Where did all of the letters go?

Posted: Sunday, January 04, 2009

I've been wondering what the difference is between letters to the editor and the online responses, and what kind of impact they have on our community.

The most notable distinction is that there are two different standards. Authors of letters to the editor are vetted by the newspaper to make sure they submitted the letters. The writers put some time into forming their opinions since they will be in print for everyone to see. Libel is out. They can be edited. Rebuttals follow the same standards. The letters become part of the public record.
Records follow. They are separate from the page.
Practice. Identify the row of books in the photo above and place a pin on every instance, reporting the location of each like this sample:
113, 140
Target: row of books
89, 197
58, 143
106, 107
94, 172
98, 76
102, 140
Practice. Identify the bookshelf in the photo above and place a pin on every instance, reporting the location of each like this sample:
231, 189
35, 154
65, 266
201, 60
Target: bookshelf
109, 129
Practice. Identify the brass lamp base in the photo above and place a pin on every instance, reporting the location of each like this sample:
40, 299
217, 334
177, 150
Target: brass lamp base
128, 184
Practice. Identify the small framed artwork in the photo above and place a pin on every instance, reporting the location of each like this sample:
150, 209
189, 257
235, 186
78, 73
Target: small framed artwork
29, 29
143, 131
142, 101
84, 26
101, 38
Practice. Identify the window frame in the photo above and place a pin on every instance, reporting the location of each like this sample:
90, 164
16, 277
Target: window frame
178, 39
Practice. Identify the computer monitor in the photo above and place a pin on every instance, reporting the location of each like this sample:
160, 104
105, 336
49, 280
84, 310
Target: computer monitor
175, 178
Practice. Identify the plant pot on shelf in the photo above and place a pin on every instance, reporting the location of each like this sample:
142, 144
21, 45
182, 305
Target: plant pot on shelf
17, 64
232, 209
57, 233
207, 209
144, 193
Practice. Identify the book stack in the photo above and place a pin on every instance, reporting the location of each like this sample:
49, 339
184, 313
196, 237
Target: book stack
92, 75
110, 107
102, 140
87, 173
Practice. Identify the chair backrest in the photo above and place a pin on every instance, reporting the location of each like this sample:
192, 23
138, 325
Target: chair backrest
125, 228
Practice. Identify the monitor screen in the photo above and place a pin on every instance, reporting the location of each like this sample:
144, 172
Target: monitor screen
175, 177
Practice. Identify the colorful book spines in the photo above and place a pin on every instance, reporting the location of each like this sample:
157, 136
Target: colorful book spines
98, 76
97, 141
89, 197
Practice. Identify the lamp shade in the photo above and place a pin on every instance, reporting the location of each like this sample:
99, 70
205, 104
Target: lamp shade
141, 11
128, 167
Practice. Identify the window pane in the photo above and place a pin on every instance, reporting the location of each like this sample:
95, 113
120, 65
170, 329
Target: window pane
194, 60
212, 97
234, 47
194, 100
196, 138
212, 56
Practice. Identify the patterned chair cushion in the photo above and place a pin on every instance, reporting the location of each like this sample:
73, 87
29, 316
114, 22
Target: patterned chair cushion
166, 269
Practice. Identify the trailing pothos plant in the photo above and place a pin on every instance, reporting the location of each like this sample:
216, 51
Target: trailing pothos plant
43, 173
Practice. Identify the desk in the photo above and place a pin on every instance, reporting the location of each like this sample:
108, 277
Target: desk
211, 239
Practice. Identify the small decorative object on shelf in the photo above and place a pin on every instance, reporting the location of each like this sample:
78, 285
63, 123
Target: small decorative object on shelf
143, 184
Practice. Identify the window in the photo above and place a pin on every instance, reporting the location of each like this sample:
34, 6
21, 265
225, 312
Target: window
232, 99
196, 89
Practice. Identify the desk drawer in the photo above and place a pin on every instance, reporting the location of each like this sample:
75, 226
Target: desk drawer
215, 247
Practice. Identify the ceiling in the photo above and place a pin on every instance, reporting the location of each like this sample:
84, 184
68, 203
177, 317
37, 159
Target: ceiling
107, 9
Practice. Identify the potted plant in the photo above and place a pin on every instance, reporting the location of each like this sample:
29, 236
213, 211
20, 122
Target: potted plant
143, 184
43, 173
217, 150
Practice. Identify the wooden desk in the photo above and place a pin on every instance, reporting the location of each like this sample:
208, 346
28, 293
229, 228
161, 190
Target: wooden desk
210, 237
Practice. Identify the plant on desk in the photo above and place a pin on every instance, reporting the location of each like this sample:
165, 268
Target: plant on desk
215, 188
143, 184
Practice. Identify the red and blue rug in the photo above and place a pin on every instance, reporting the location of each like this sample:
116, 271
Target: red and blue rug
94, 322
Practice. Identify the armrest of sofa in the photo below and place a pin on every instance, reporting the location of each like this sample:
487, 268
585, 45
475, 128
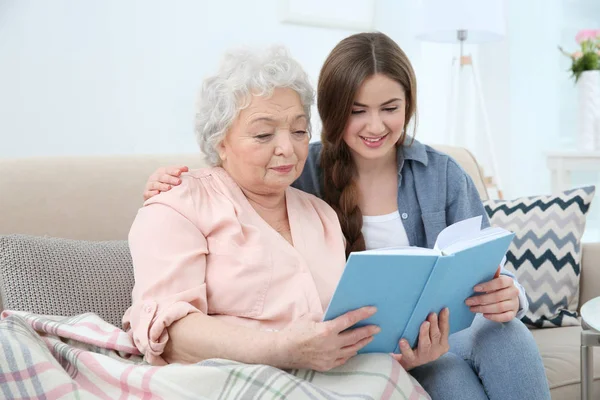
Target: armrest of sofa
589, 284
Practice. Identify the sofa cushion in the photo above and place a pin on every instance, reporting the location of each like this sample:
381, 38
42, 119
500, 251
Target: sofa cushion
67, 277
545, 254
560, 350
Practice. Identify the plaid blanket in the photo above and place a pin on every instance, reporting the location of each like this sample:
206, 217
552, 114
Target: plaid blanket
45, 357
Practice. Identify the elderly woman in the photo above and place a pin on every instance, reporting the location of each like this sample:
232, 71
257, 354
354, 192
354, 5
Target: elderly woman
234, 263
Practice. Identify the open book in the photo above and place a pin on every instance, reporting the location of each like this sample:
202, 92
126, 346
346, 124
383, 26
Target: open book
408, 283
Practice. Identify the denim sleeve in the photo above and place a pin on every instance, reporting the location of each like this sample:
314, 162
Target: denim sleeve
463, 202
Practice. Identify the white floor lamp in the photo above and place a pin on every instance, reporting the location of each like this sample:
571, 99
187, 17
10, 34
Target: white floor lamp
460, 22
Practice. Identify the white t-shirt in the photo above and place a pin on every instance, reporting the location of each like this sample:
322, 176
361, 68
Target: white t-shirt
382, 231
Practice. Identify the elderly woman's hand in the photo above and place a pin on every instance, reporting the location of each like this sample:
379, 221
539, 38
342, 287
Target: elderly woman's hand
322, 346
433, 342
162, 180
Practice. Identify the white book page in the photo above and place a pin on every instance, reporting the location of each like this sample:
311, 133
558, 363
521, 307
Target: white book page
485, 236
408, 250
459, 231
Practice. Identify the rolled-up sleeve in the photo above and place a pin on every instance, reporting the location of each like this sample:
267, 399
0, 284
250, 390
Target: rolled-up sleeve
169, 260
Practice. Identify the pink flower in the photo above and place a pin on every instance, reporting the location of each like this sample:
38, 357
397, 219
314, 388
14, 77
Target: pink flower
587, 34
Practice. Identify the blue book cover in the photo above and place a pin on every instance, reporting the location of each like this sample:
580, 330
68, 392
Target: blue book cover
406, 284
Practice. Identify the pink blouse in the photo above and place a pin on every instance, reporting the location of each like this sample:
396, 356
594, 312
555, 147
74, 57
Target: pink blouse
201, 247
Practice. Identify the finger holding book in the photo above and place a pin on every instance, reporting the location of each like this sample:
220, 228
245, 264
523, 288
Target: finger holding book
325, 345
500, 301
432, 344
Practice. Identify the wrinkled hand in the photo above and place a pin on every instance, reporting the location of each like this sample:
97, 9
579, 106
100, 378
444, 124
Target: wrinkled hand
162, 180
500, 302
322, 346
432, 344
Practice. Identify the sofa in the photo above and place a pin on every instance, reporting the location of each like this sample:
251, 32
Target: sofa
96, 198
Online postings are mostly anonymous and they are self-regulated. The posters react to the content, to the author, and to the other posters. There is a give and take that can go on for hours or days. Pretty much anything goes, yet it is still a kind of community.
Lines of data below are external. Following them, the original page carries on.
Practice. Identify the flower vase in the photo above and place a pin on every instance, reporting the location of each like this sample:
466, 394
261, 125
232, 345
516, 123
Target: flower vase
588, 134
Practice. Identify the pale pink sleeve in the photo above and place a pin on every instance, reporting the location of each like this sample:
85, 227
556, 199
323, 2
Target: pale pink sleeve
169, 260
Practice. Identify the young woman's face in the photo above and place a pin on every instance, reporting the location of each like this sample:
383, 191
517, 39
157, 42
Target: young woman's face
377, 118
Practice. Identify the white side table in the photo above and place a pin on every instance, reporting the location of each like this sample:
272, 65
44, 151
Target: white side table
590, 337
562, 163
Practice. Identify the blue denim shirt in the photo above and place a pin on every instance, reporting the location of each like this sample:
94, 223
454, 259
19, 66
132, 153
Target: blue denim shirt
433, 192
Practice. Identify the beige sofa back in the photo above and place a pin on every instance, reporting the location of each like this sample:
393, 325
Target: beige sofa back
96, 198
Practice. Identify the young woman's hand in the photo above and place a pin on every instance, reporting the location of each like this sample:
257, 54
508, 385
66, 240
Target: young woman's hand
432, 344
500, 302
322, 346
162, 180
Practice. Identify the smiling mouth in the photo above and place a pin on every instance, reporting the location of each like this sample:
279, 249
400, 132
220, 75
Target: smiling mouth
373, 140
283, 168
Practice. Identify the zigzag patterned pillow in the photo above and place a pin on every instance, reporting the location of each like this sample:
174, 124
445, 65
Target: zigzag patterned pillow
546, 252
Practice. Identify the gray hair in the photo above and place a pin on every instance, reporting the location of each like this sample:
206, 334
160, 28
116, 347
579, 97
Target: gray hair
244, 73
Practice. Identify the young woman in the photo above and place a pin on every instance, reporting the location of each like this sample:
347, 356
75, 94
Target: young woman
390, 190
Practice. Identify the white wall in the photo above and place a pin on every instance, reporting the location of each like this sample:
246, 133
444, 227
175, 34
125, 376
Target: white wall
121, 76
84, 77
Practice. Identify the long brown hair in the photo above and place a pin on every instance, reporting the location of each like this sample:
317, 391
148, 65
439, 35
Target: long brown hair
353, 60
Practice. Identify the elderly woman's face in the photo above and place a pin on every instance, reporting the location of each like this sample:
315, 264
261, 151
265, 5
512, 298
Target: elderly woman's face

Dan Reaume took on religion with his My Turn on Dec. 30, and Judy Shuler's Dec. 31 My Turn asks "As capital creeps away, where's the outrage?" A year ago, those two topics would have been good for at least a week's worth of letters to the editor. They may show up yet, but the trend is headed the other way.
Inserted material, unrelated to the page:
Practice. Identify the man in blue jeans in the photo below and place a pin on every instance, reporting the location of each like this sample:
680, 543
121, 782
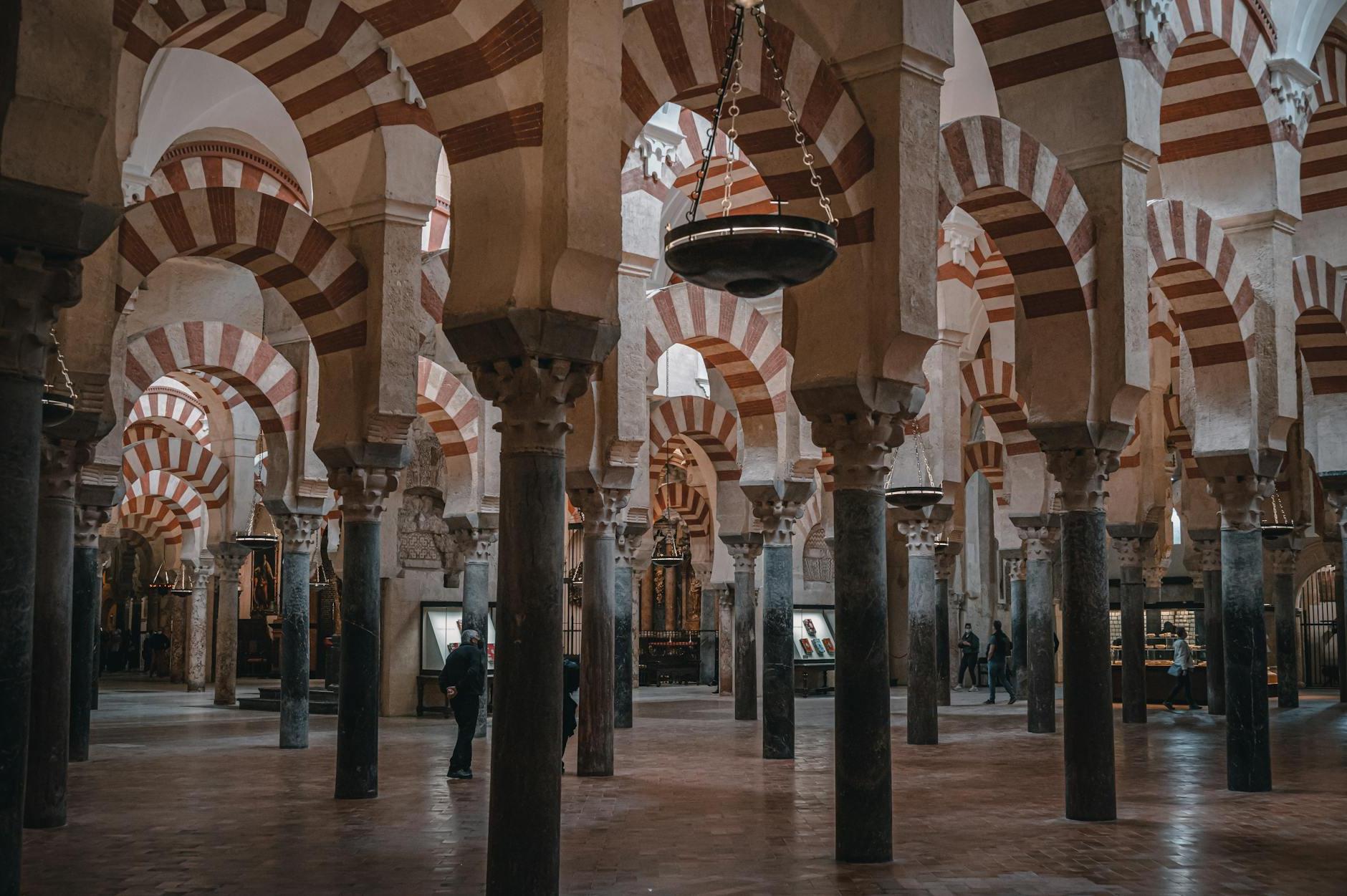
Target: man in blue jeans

If readers went online on Dec. 30 , they would have found more than 100 postings by 28 people discussing Dan Reaume's My Turn.

If Judy Shuler checked out the space below her My Turn on Dec. 31, she would have read more than 60 postings on the topic of capital creep and plenty of outrage. Most of them wouldn't make it past the editor, but that is irrelevant.

In the big city newspapers, there are still plenty of letters to the editor and they all have anonymous online posting, but it's different in a smaller city where people know each other. Has the online criticism scared people away from writing letters? Have the letter writers found online posting more satisfying? Do government employees feel safer posting anonymously? In public policy terms, are the online comments like the tree falling in the forest? Does that matter to the editor? Does it matter at all?

As a 20-year subscriber to the Juneau Empire and an avid newspaper fan, I believe that newspapers are crucial to a democracy and that letters to the editor are part of community building. I miss them.